Predictors of CVD were shown in Table 4. CV risk factors, target organ damage, atrial fibrillation, chronic kidney disease and metabolic syndrome were independently associated with the presence of CVD.

Discussion

---

Current guidelines recommend systematic CV risk assessment in individuals at increased CV risk, such as those with major CV risk factors or comorbidities increasing CV risk as well as in men > 40 years of age and in women > 50 years of age or post-menopausal even without known CV risk factors [3]. Our study showed the significant impact of age on CVD, particularly among subjects aged 60 years or older. As a result, CV risk assessment should be performed in these individuals, or at least an active search for no known CV risk factors.

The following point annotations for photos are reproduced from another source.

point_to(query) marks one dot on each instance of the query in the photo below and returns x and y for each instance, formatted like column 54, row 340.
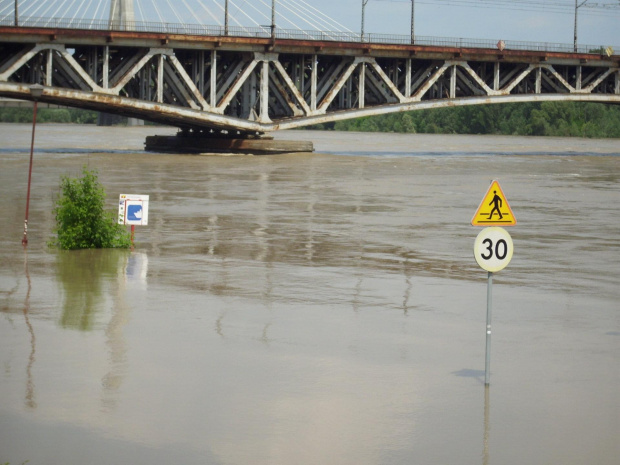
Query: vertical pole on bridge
column 413, row 21
column 226, row 18
column 364, row 2
column 273, row 19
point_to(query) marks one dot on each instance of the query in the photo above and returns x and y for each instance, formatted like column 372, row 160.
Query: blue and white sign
column 133, row 209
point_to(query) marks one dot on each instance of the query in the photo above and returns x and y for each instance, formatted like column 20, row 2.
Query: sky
column 511, row 20
column 460, row 19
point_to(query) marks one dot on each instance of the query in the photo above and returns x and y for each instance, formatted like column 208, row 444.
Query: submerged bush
column 81, row 219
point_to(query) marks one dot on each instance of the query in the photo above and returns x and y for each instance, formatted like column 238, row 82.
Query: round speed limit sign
column 493, row 249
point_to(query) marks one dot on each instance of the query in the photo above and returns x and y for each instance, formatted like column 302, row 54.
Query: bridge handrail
column 265, row 32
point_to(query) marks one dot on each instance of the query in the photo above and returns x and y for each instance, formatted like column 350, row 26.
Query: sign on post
column 494, row 209
column 133, row 209
column 493, row 249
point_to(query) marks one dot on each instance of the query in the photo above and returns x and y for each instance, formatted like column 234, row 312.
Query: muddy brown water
column 317, row 308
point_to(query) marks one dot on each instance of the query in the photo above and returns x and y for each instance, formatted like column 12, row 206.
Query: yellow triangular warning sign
column 494, row 209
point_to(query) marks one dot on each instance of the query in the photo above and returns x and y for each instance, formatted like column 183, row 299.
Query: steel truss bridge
column 254, row 82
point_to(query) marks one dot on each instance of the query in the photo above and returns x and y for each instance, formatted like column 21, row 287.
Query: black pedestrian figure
column 497, row 203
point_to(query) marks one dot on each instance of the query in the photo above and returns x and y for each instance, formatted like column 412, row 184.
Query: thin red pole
column 34, row 124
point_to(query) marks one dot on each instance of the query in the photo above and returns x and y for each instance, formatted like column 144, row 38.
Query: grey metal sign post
column 493, row 250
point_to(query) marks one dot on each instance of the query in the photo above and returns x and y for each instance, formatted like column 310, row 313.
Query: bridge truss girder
column 259, row 91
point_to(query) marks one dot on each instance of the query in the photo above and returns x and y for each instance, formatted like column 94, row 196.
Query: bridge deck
column 257, row 84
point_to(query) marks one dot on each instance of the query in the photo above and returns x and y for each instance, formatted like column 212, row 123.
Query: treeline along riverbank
column 561, row 119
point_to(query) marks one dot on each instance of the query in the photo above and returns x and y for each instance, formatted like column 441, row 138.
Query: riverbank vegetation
column 81, row 219
column 48, row 115
column 562, row 119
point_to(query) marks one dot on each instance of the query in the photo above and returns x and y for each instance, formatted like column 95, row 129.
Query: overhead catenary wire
column 561, row 7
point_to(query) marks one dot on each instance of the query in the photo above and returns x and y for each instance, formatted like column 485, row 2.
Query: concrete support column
column 362, row 85
column 408, row 78
column 160, row 79
column 264, row 93
column 213, row 85
column 313, row 83
column 106, row 68
column 49, row 68
column 453, row 81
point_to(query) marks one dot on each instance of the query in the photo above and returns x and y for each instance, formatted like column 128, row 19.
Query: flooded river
column 313, row 309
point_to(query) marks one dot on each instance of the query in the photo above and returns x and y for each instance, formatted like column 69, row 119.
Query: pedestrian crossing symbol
column 494, row 209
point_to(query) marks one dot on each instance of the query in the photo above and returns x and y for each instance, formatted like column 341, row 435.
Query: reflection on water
column 85, row 277
column 30, row 394
column 315, row 309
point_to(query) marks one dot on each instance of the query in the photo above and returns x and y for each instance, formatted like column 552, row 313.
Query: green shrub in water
column 81, row 219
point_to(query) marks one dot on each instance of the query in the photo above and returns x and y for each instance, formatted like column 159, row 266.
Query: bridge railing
column 265, row 32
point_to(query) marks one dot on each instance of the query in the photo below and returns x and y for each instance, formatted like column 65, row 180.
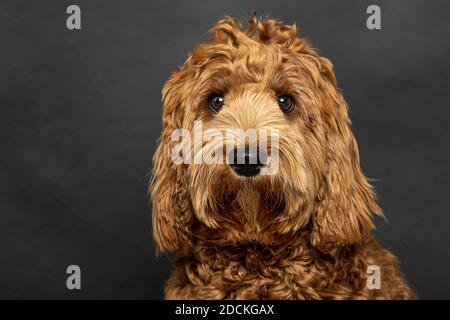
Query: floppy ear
column 171, row 216
column 346, row 201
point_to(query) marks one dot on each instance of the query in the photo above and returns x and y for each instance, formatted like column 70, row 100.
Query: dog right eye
column 216, row 102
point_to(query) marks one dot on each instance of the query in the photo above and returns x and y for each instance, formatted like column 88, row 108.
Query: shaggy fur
column 304, row 233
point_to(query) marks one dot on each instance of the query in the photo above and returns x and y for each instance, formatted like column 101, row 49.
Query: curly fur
column 304, row 233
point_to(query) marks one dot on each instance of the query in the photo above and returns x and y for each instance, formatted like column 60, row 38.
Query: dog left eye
column 216, row 102
column 286, row 103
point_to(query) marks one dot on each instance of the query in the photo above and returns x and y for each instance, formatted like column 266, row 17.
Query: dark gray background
column 80, row 114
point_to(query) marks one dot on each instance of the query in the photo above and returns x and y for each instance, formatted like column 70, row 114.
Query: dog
column 301, row 231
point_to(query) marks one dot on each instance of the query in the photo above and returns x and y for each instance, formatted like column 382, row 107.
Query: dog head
column 272, row 86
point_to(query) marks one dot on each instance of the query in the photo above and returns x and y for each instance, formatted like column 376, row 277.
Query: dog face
column 272, row 86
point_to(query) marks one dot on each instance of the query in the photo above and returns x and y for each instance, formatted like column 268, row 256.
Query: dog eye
column 215, row 102
column 286, row 103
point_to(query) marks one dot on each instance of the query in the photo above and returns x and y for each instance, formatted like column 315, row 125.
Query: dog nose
column 247, row 161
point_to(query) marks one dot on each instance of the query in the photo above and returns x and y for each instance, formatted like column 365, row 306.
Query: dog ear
column 171, row 216
column 345, row 201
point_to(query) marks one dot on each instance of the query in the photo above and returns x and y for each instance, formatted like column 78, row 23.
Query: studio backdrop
column 80, row 115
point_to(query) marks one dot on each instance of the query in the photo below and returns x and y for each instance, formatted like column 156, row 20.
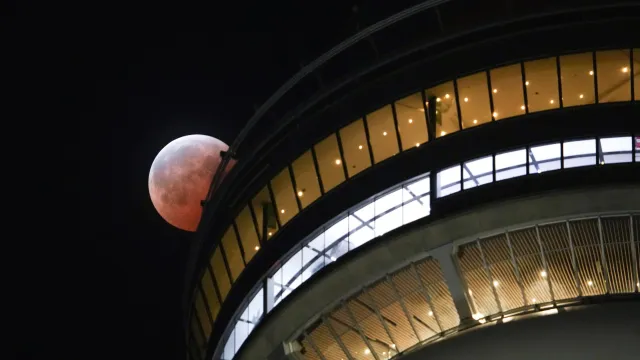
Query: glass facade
column 495, row 94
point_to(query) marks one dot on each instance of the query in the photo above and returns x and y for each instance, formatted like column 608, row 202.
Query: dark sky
column 131, row 77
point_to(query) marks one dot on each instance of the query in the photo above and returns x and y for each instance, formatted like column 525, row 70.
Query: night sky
column 132, row 77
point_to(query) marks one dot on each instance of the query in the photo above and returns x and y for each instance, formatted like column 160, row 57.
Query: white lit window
column 478, row 172
column 511, row 164
column 545, row 158
column 616, row 150
column 449, row 181
column 579, row 153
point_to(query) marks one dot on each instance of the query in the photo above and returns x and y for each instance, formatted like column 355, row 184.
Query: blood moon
column 180, row 178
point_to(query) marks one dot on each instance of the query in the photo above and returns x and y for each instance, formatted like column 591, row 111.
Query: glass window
column 545, row 158
column 412, row 122
column 329, row 162
column 508, row 98
column 511, row 164
column 210, row 293
column 382, row 132
column 579, row 153
column 232, row 252
column 446, row 110
column 614, row 76
column 220, row 273
column 265, row 214
column 248, row 234
column 636, row 74
column 542, row 84
column 306, row 179
column 449, row 181
column 616, row 149
column 336, row 239
column 577, row 79
column 355, row 148
column 286, row 203
column 473, row 94
column 388, row 212
column 478, row 172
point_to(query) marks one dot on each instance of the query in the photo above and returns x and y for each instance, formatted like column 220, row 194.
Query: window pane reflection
column 542, row 84
column 545, row 158
column 265, row 214
column 474, row 100
column 285, row 195
column 508, row 98
column 412, row 123
column 355, row 147
column 329, row 162
column 306, row 179
column 382, row 132
column 248, row 234
column 478, row 172
column 579, row 153
column 446, row 111
column 577, row 83
column 614, row 76
column 511, row 164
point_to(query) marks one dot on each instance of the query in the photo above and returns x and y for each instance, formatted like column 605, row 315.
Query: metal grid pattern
column 405, row 308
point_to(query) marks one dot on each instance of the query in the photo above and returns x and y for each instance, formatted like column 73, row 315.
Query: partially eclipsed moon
column 180, row 177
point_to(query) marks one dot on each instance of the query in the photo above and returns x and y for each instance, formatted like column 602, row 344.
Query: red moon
column 180, row 177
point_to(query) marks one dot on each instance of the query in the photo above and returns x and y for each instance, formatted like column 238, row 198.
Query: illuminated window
column 220, row 273
column 446, row 112
column 232, row 252
column 355, row 147
column 412, row 123
column 382, row 132
column 285, row 195
column 473, row 96
column 508, row 98
column 542, row 89
column 329, row 162
column 265, row 214
column 577, row 84
column 306, row 179
column 614, row 75
column 248, row 234
column 478, row 172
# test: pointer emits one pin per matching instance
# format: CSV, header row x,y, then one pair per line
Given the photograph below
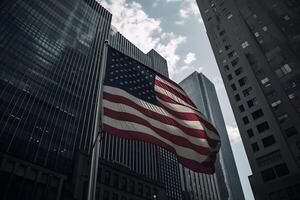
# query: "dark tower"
x,y
256,44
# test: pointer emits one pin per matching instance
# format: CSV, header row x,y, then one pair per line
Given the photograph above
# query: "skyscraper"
x,y
147,159
256,45
49,73
202,91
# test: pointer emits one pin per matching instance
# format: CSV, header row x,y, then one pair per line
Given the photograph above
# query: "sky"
x,y
175,29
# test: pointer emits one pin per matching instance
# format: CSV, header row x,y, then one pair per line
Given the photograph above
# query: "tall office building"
x,y
50,57
256,45
147,159
203,93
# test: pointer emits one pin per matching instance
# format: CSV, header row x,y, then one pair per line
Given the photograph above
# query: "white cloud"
x,y
234,134
184,13
143,31
189,58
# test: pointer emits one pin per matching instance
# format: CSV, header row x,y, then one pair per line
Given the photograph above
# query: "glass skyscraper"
x,y
203,93
257,47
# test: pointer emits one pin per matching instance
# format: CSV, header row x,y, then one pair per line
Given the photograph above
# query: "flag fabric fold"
x,y
141,104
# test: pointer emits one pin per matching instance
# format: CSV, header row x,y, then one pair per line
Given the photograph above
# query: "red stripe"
x,y
175,92
191,164
184,115
167,120
178,140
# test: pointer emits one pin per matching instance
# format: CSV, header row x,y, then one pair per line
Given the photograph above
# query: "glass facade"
x,y
50,53
203,186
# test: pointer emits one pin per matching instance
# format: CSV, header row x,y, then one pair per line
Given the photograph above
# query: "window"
x,y
286,18
140,188
227,47
291,131
252,102
233,87
222,32
235,62
292,96
269,158
250,133
107,177
245,44
241,108
237,97
238,71
257,114
115,196
124,183
268,174
147,192
106,195
262,127
116,180
245,120
285,69
276,104
247,91
131,186
281,170
231,54
255,147
226,67
282,118
268,141
243,81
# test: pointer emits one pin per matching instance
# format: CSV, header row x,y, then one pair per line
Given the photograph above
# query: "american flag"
x,y
141,104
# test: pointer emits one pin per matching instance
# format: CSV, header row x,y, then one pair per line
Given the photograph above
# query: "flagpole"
x,y
97,130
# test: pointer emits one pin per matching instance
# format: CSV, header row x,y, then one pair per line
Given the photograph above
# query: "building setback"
x,y
256,45
203,93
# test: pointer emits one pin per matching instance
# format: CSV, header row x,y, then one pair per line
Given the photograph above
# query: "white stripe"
x,y
172,130
131,126
149,106
177,107
171,85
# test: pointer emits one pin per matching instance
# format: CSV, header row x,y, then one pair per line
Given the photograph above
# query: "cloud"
x,y
234,134
189,10
190,57
144,31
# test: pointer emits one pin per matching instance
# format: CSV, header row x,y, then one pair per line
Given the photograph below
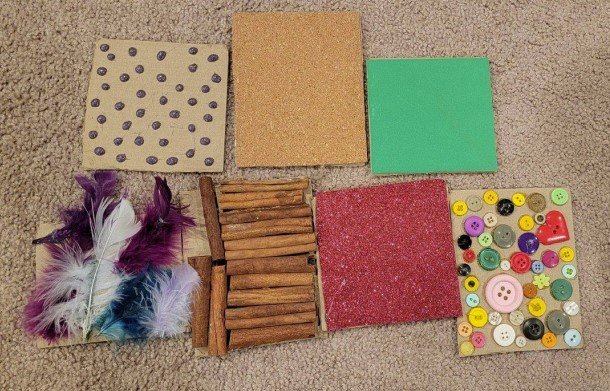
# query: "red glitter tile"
x,y
386,254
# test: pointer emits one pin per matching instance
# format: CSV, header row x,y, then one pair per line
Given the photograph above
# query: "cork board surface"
x,y
299,96
484,276
156,106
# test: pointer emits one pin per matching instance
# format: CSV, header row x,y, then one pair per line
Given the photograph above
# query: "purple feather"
x,y
159,241
77,227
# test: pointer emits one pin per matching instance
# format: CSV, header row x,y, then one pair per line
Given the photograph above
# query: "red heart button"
x,y
555,230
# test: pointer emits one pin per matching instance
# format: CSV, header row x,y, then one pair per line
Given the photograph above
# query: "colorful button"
x,y
504,236
526,222
549,339
559,196
568,271
536,202
490,219
490,197
518,199
504,335
550,258
478,339
489,259
528,243
472,300
505,207
474,203
533,329
503,293
561,289
558,322
485,239
572,338
460,208
477,317
529,290
520,262
536,307
471,283
474,226
566,254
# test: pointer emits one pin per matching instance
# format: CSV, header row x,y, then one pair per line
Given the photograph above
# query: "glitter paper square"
x,y
156,106
386,254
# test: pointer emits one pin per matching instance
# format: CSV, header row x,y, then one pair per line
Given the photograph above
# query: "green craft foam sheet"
x,y
430,115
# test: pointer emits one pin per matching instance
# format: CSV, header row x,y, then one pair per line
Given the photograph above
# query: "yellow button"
x,y
466,348
549,339
519,199
477,317
460,208
490,197
566,254
537,307
471,283
526,222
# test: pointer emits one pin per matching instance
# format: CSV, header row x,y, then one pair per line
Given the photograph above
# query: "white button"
x,y
504,335
490,219
516,317
571,308
494,318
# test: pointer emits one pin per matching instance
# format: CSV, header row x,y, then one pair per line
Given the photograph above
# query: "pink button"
x,y
478,339
504,293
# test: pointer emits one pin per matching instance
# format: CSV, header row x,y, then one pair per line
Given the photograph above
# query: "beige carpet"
x,y
550,64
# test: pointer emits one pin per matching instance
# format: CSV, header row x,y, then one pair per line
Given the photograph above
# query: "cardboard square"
x,y
386,254
181,92
430,115
484,276
299,96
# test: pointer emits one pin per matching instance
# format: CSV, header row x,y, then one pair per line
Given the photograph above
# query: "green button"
x,y
559,196
561,289
489,259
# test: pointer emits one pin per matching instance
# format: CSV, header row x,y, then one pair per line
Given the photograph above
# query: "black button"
x,y
505,207
533,329
464,269
464,242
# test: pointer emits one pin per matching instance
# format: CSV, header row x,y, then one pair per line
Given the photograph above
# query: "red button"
x,y
469,255
520,262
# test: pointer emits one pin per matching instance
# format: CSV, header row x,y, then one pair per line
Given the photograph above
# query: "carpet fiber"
x,y
550,65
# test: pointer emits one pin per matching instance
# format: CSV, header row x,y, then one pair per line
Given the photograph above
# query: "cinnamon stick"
x,y
277,320
210,213
292,294
270,252
217,342
300,184
201,301
263,311
282,212
291,264
266,335
250,281
270,242
262,203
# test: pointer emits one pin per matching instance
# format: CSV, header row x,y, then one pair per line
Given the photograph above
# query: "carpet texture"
x,y
550,65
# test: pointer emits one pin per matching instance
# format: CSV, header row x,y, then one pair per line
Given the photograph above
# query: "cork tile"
x,y
156,106
298,89
518,270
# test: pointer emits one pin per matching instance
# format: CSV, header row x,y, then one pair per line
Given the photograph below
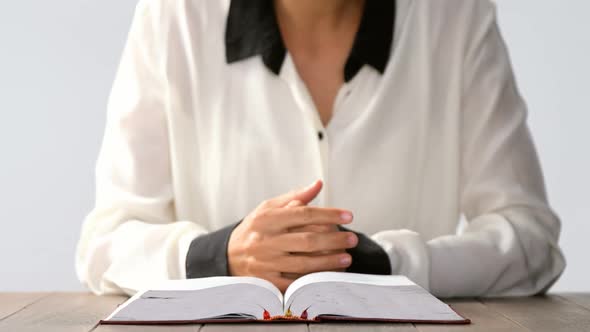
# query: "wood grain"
x,y
10,303
482,319
130,328
578,298
279,327
65,312
62,312
353,327
543,313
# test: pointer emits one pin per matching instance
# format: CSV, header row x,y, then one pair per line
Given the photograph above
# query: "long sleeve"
x,y
132,237
510,244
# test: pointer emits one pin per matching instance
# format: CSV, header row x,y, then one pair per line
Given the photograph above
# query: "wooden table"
x,y
65,312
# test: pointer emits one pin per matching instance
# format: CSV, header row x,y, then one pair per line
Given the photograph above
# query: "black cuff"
x,y
207,254
367,257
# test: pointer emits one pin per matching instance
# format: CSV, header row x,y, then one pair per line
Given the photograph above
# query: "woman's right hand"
x,y
263,246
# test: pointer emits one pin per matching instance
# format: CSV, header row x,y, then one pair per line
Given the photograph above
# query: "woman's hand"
x,y
263,245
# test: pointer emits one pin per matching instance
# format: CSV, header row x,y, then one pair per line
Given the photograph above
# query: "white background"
x,y
57,63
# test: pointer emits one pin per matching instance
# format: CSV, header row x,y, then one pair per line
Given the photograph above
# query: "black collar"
x,y
252,29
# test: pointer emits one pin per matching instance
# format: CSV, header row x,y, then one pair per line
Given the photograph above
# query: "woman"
x,y
407,110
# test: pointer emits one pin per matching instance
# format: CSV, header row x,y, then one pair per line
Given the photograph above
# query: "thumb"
x,y
304,196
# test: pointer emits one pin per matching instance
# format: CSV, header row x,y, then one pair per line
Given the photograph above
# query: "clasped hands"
x,y
284,238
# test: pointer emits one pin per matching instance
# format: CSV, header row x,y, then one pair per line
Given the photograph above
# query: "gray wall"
x,y
57,62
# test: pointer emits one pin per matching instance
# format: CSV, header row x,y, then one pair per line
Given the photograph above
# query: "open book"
x,y
324,296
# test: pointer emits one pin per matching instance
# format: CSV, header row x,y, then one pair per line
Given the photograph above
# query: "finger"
x,y
308,215
314,242
294,203
305,264
314,228
304,195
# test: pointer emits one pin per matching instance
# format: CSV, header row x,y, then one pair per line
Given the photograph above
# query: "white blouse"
x,y
193,144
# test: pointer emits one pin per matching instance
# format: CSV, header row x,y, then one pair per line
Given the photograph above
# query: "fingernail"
x,y
311,185
346,216
345,260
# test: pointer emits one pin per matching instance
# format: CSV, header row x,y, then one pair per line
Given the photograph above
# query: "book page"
x,y
346,277
204,298
379,297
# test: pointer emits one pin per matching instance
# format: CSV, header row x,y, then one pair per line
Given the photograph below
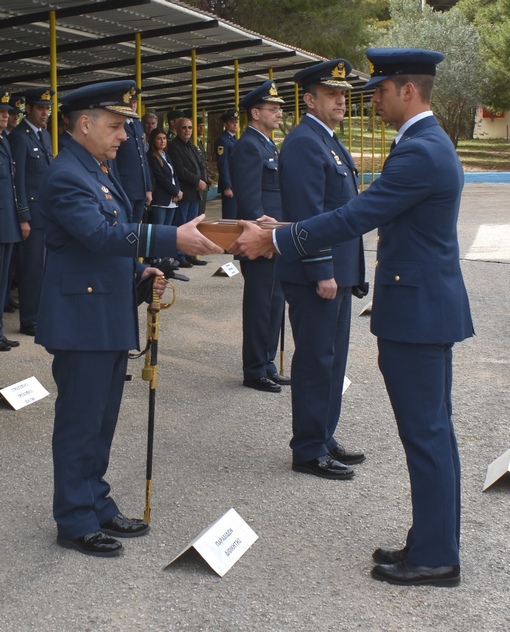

Our study showed that compared with patients without CVD, those patients with CVD were older, and had a worse clinical profile. In addition, time of evolution of major CV risk factors (hypertension, dyslipidemia and diabetes) was longer in patients with CVD. As expected, CV risk factors and target organ damage were independent predictors for the development of CVD. Previous studies have shown a worse clinical profile in patients with CVD compared to those patients without CVD [11-15]. Importantly, in contrast to the majority of the studies in which the clinical profile of patients was analyzed according to the presence of only one type of CVD, our study analyzed CVD as a whole, providing a more comprehensive view of these patients.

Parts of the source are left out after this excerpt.